The Interior Ministry pressures African migrants in Israeli detention centers to agree to voluntary repatriation, in violation of UN policy, according to human rights organizations. Two lawyers for the Hotline for Migrant Workers Monday sent a letter to the Justice Ministry documenting alleged abuses by Interior Ministry employees of the return policy.
In a letter to Deputy Attorney General Dina Silber, Asaf Weitzen and Nimrod Avigal claimed that jailed migrants are being told they will not be granted refugee status in Israel and will remain in custody unless they sign the forms agreeing to voluntary repatriation.
Around 200 African nationals have returned under the voluntary repatriation procedure for migrants from Eritrea and Sudan in the two months since Attorney General Yehuda Weinstein approved the program. According to the United Nations and human rights organizations, incarcerated individuals are by definition incapable of consenting freely to leave a country and therefore they should not be repatriated even if they sign consent forms.
The letter cites examples to substantiate the lawyers’ claims. In one case, a Sudanese man in the Saharonim detention center who had signed the consent forms told the Custody Tribunal in late July that he had done so only to obtain treatment for kidney stones. Custody Tribunal Judge Michael Silberschmidt halted his repatriation procedure and ordered the Israel Prison Service to provide immediate medical care.
Another Sudanese national told the Hotline that he had been approached by officials of the Interior Ministry’s Population, Immigration and Border Authority while he was waiting for his periodic hearing before the Custody Tribunal to begin. He said the officials told him that if he did not agree to voluntary repatriation “he would be put in restraints and sent back by force.” Such behavior by officials “could not have been your intention when the procedure was instituted,” the attorneys wrote Silber.
Weitzen and Avigal said the people who faced the heaviest pressure were individuals who requested release from custody because at least nine months had passed after they filed an asylum request, with no decision, after which time they are eligible for release. They cited the case of a Sudanese citizen who in mid-July filed a release request. The court gave the state a one-month extension to decide on his asylum request, and he remained in custody.
The man claimed that in subsequent meetings he was pressured to agree to voluntary repatriation. Avigal, who represented the man, said he himself was not notified of the meetings, a situation that raises questions about the conduct of Interior Ministry officials.
In another case, the Custody Tribunal ordered the state to release an Eritrean man released after the requisite nine months had passed without a decision on his asylum request. During the three-day period the state was given to implement the directive, the Interior Ministry told the Hotline that the man had volunteered to leave and did not want the Hotline’s representation. At a subsequent hearing the man said he wanted the Hotline’s help. He remains in detention.

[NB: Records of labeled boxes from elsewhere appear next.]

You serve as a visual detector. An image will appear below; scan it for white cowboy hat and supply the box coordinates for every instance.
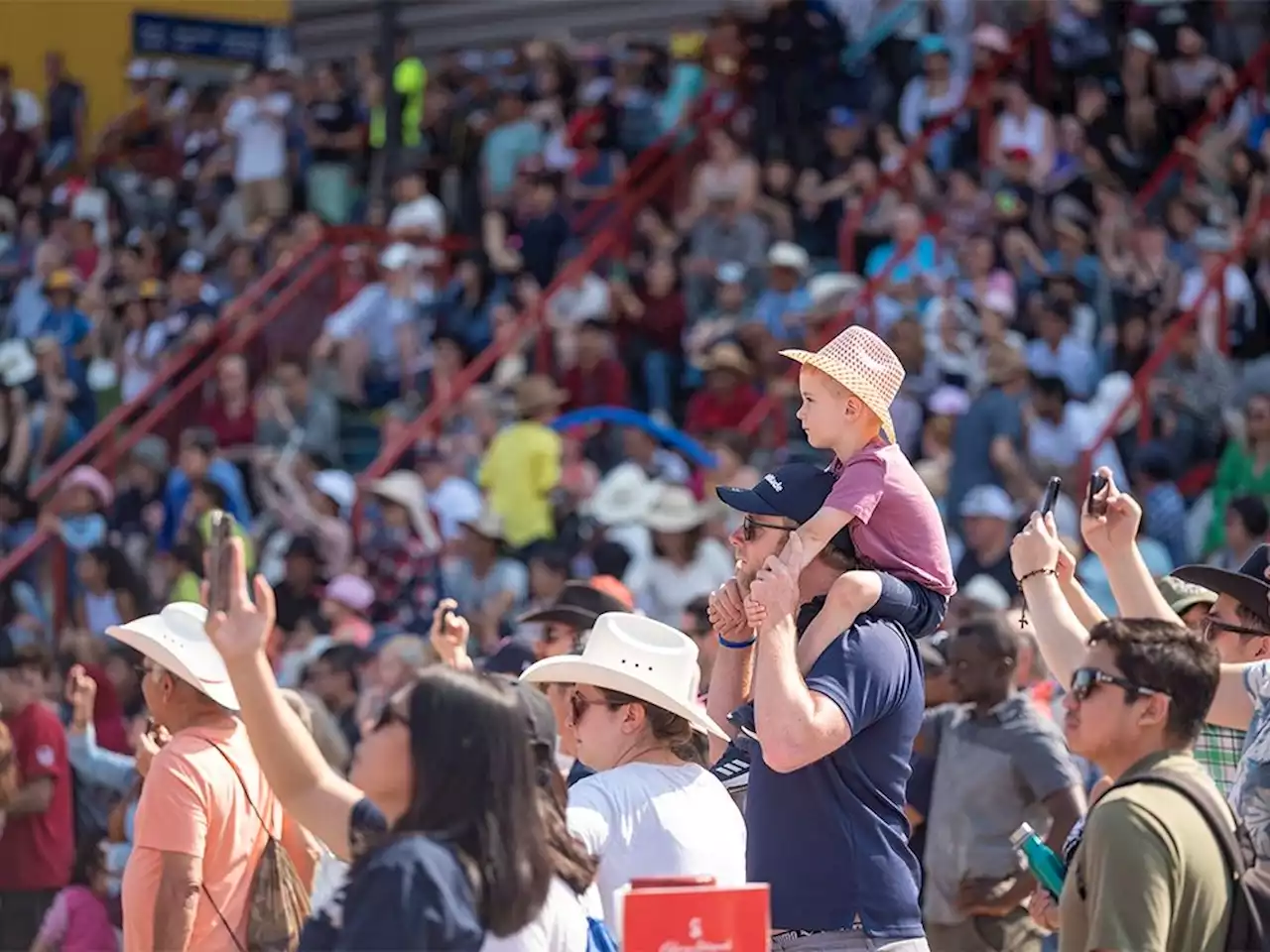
[369,470,441,551]
[105,602,239,711]
[643,484,711,532]
[521,612,727,740]
[781,326,904,443]
[581,463,657,526]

“Clearly, whether he is a refugee, a labor migrant, an asylum seeker or an ‘infiltrator’ he would not have signed a ‘voluntary repatriation’ form three days before his release, because no one denies that his life is in real danger in Eritrea,” the attorneys wrote Silber. In this case, too, they said Interior Ministry personnel had approached their client without their knowledge.
The Hotline said the examples were representative and the Interior Ministry coaches migrants on what to say at their hearings.
In a response, the Population, Immigration and Border Authority said it complies with the protocol approved by the attorney general.” The Justice Ministry and the Israel Prison Service did not respond by press time.